Ele pareceu entender do que eu falava.
-Ah, claro... Lembro das histórias...
-Eu lembro mais do que só das histórias... - falei. Caspian me puxou para um abraço.
-Não se preocupe, ele não fará mais nenhum mal a você... Ele está bem morto...
-Eu sei... Mas nem isso faz minhas lembranças serem apagadas, Caspian, e este navio... - parei, respirando fundo. - É idêntico ao que ele usou para atacar o navio que eu usava para fugir da Calormânia... Se não tivesse se passado tanto tempo, juraria que é o mesmo navio... - Caspian afagava meus cabelos.

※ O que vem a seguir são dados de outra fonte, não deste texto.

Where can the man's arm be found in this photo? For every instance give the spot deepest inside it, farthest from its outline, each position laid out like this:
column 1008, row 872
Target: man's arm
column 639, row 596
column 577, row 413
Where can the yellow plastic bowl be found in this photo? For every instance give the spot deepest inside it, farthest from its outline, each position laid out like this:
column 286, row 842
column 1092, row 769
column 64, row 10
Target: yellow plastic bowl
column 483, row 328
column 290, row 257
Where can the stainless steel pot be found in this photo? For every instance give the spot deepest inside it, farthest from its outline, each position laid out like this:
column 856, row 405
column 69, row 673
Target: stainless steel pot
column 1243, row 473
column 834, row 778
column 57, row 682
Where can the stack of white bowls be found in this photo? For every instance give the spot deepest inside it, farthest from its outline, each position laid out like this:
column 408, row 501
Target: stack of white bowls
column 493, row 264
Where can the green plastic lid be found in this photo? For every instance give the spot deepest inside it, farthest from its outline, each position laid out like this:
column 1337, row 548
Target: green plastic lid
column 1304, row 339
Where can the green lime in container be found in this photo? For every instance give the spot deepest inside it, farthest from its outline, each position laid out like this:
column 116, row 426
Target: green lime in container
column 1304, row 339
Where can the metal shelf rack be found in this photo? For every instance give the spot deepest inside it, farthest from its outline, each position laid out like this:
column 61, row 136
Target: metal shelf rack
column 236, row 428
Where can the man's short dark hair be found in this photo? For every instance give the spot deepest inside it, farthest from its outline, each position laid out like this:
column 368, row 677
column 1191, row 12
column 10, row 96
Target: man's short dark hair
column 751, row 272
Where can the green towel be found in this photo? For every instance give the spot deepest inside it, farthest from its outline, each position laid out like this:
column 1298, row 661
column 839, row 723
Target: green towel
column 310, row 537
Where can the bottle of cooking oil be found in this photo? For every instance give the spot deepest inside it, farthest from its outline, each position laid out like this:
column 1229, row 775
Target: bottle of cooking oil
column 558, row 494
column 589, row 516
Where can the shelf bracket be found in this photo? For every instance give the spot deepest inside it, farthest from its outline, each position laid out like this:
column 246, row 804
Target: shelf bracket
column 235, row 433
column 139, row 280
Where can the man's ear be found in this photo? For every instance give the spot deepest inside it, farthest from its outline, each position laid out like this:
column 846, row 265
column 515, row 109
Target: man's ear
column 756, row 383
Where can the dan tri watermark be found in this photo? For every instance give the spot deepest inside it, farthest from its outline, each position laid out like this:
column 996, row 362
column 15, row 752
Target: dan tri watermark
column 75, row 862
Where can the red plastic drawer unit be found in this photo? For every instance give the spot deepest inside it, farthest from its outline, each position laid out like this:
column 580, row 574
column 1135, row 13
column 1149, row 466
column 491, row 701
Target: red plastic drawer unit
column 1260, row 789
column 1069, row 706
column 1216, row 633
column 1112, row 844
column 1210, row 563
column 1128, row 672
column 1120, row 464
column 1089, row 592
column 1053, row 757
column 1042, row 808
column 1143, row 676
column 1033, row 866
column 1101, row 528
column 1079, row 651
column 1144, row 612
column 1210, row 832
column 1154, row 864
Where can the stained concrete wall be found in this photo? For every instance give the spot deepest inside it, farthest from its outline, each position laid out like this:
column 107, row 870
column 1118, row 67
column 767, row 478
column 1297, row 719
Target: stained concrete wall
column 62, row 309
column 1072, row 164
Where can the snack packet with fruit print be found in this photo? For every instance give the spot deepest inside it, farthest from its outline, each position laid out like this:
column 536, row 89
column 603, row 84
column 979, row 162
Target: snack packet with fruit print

-Mas, Su... Pelo que eu lembro, vocês não foram atacados quando fugiam... As histórias não relatam esse ataque fluvial.
-As histórias não relatam muita coisa, Caspian...
-Tipo o que...?! - ele pareceu preocupado.
-Não quero falar disso... - pedi e ele não fez mais nenhuma pergunta, mas eu sabia que voltaria a tocar no assunto.
-É melhor irmos para o convés... Estar a postos, caso eles queriam nos enfrentar. - falou e eu assenti, desfazendo o abraço suavemente. Peguei minha aljava com as flechas e pus nas costas. - Está mesmo bem?
Assenti e nós voltamos para lá, alguns marinheiros já se preparavam, o barco estava mais próximo do que eu imaginada. Ignorei todos aqueles sentimentos ruins e me mantive firme, segurando o arco em uma das mãos.